FIG. 8 is a partially cutaway perspective view of a conventional example.

[Explanation of symbols]

 10 Container body 11 Lid 13 Side wall 14 Partition wall 15 Beverage supply port 16 Front wall 17 Beverage spout 18 Drainage port 19, 19 'Joint pipe 21, 21' Notch 22 Rear wall 23 Inclined plate 24 Heat exchange pipe 25 Inlet 26 Outlet 27 Other side wall 28 Outgoing pipe 29 Return pipe 31 Lower ice block storage space 32 Upper ice block storage space 33 Ice block 34 Gas cylinder 35 Beverage tank 36 Food supply pipe 37 Drain hose 38 Bucket

Claims (6)

[Claims] 1. A heat-insulating container body is covered with a heat-insulating lid so as to be openable and closable, a beverage supply port and a beverage pouring port are provided in the container body, and a heat exchange pipe is provided in the lower part of the container body. And an ice lump storage space placed on the upper part of the container, and the heat exchanger pipe is stored therein, and an inlet and an outlet of the heat exchange pipe are connected to the beverage inlet and the beverage pouring outlet through flexible joints, respectively. 2. A flexible beverage supply pipe connected to a beverage tank and a flexible beverage connected to a beverage pouring spout on the upper surface of a heat-insulating container body, which is covered with a heat-insulating lid so as to be openable and closable.
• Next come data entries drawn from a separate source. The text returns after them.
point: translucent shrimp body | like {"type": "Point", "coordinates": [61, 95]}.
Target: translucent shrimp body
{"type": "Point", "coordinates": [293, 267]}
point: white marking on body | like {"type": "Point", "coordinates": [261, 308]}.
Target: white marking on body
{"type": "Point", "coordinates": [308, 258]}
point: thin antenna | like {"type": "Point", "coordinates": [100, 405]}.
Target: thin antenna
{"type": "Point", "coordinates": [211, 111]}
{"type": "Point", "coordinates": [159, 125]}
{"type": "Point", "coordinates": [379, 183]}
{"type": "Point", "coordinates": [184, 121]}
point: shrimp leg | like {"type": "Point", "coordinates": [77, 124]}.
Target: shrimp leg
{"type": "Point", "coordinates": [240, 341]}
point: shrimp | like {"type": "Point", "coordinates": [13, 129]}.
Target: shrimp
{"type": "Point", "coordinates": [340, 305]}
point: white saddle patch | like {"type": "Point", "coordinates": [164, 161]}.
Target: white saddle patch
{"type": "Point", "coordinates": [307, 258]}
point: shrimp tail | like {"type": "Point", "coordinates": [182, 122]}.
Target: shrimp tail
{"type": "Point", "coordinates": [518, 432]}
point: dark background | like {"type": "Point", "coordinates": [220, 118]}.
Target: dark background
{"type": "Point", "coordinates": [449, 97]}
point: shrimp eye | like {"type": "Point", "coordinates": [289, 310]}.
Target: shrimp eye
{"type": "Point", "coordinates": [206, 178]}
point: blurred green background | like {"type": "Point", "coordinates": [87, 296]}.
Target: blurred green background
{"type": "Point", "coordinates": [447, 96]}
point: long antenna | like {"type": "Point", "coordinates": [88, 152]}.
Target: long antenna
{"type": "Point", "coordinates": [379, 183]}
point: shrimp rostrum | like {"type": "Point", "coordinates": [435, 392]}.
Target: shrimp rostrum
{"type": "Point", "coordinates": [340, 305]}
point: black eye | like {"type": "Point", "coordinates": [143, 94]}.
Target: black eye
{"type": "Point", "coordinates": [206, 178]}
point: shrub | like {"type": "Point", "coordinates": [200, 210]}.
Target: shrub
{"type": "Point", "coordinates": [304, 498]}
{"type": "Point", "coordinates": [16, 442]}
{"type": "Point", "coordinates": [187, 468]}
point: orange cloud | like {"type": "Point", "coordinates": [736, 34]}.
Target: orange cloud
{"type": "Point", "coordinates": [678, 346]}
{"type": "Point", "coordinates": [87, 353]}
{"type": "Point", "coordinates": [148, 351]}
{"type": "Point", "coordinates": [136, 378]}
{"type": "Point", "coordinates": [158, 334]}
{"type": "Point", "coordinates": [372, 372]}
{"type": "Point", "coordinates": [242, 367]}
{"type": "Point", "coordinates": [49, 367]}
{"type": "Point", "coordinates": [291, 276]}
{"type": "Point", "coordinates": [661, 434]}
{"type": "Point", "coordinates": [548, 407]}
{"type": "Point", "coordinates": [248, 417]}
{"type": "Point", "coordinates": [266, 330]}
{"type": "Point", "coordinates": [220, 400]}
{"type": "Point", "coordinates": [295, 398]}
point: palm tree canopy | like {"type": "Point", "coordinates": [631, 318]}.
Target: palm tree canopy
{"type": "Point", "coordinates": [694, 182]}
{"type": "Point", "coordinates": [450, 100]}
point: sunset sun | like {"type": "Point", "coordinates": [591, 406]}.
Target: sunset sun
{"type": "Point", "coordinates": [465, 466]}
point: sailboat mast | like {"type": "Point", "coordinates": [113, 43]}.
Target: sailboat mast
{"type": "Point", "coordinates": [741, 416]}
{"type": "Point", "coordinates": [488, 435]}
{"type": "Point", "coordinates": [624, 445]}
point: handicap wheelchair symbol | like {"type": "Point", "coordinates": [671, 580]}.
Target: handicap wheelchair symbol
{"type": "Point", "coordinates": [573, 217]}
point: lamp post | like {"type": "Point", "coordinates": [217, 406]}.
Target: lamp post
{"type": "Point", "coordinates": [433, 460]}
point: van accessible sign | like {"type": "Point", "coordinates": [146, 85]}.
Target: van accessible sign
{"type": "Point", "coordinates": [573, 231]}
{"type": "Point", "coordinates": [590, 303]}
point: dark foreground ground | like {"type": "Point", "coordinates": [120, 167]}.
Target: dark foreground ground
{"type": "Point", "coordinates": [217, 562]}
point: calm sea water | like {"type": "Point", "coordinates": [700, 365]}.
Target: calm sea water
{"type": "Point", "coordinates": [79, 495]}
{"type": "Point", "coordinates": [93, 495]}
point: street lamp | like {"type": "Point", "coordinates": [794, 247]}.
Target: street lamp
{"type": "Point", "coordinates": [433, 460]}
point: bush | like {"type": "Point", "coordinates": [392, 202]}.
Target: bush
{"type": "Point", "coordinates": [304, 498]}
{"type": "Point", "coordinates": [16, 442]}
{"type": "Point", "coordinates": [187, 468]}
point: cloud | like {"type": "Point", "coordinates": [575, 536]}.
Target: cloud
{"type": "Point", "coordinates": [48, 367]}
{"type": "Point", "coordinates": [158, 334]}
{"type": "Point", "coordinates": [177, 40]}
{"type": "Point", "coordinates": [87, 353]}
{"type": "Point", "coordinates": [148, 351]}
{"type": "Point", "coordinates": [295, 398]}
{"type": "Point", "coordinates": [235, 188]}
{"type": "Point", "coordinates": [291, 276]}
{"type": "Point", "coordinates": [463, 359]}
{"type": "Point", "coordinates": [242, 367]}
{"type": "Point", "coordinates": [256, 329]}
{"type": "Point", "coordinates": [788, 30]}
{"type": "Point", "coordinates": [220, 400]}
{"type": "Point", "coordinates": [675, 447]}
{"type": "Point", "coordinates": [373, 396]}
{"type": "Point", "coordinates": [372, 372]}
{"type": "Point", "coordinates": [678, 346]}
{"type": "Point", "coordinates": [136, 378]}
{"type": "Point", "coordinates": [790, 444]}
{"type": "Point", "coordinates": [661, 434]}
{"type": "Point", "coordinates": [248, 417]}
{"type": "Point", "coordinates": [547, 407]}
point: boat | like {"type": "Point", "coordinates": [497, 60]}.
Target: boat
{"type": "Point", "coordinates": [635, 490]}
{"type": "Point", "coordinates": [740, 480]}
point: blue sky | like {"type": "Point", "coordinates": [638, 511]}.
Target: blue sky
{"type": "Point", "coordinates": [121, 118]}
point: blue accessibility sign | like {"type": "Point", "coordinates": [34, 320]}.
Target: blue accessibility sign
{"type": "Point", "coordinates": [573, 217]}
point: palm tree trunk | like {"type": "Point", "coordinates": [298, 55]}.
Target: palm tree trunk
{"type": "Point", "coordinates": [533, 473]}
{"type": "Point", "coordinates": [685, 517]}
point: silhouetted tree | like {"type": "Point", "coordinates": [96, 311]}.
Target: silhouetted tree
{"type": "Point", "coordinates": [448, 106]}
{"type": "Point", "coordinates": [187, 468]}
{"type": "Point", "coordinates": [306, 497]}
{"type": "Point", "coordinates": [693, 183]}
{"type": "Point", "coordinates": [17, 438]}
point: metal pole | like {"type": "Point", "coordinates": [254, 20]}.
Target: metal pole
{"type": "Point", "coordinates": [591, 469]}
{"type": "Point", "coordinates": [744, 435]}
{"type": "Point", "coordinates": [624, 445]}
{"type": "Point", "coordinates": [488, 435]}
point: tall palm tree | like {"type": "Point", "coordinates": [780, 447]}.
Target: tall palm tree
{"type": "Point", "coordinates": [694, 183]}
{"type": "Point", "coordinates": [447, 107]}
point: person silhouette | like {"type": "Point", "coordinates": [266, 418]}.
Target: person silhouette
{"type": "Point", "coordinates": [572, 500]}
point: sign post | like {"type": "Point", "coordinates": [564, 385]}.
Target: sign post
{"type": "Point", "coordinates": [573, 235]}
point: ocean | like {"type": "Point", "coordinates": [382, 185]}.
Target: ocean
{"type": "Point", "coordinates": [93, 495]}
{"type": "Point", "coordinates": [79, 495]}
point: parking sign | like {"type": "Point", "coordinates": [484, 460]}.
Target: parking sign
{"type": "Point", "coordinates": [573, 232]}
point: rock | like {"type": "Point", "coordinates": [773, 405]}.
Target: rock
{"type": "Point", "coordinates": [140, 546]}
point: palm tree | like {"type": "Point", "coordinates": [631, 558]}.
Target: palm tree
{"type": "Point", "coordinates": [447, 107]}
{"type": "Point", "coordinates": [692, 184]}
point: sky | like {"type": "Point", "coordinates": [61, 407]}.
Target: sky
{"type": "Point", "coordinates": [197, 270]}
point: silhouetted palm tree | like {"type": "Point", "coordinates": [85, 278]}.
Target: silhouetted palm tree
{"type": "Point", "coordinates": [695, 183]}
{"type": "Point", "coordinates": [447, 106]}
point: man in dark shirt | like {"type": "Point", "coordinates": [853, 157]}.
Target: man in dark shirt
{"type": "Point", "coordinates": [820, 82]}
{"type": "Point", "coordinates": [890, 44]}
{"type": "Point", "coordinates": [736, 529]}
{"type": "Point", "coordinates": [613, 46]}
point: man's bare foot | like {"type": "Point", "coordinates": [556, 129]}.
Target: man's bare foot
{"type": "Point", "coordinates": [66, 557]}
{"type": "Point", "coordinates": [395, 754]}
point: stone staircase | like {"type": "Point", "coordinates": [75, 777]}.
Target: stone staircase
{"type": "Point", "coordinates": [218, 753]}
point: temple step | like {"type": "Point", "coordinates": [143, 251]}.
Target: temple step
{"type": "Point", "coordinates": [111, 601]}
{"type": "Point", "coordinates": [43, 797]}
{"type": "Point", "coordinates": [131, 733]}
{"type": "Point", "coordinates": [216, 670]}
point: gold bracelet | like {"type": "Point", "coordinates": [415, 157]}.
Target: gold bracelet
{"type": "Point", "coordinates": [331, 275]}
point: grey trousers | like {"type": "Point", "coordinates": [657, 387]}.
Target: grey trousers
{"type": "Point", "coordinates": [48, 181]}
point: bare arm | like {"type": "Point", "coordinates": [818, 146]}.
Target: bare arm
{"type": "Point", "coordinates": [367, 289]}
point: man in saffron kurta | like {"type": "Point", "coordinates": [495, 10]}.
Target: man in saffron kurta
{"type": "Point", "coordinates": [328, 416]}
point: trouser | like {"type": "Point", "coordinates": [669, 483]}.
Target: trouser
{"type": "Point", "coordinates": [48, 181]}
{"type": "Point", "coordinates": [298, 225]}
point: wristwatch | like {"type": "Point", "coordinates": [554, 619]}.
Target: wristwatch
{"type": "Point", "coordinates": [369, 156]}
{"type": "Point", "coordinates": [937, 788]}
And a heat exchange pipe are provided inside the container body with an ice lump storage space placed in the lower and upper portions thereof, and the inlet and outlet of the heat exchange pipe are connected to the beverage supply pipe and the joint pipe. Beverage cooling device connected to each. 3. The beverage cooling device according to claim 1, wherein an inlet and an outlet of the heat exchange pipe are arranged at positions near one side wall of the container body. 4. The return pipe, wherein the heat exchange pipe is a forward pipe extending from one wall of the container body to the opposite wall thereof, and is bent upward or downward at its end and is displaced by one pitch to form a return pipe. Repeat the same bending shape at the end of the, to configure from the inlet to the outlet,
The beverage cooling device according to any one of claims 1 to 3, wherein flexibility is imparted to bent portions at both ends of each of the outgoing pipe and the return pipe. 5. An inclined plate is stored on the bottom surface of the container body,
5. The beverage cooling device according to claim 1, wherein the inclination direction of the inclined plate is low on the outward pipe side connected to the inlet of the heat exchange pipe and high on the return pipe connected to the outlet. 6. A partition wall is provided inside one side wall of the container body, cutouts are provided at both front and rear ends of the partition wall, and one of the cutouts is connected to an inlet of the heat exchange pipe. 6. A part of a pipe is fitted, and a part of a forward pipe also connected to the outlet is fitted in the other notch.
The beverage cooling device according to any one of 1.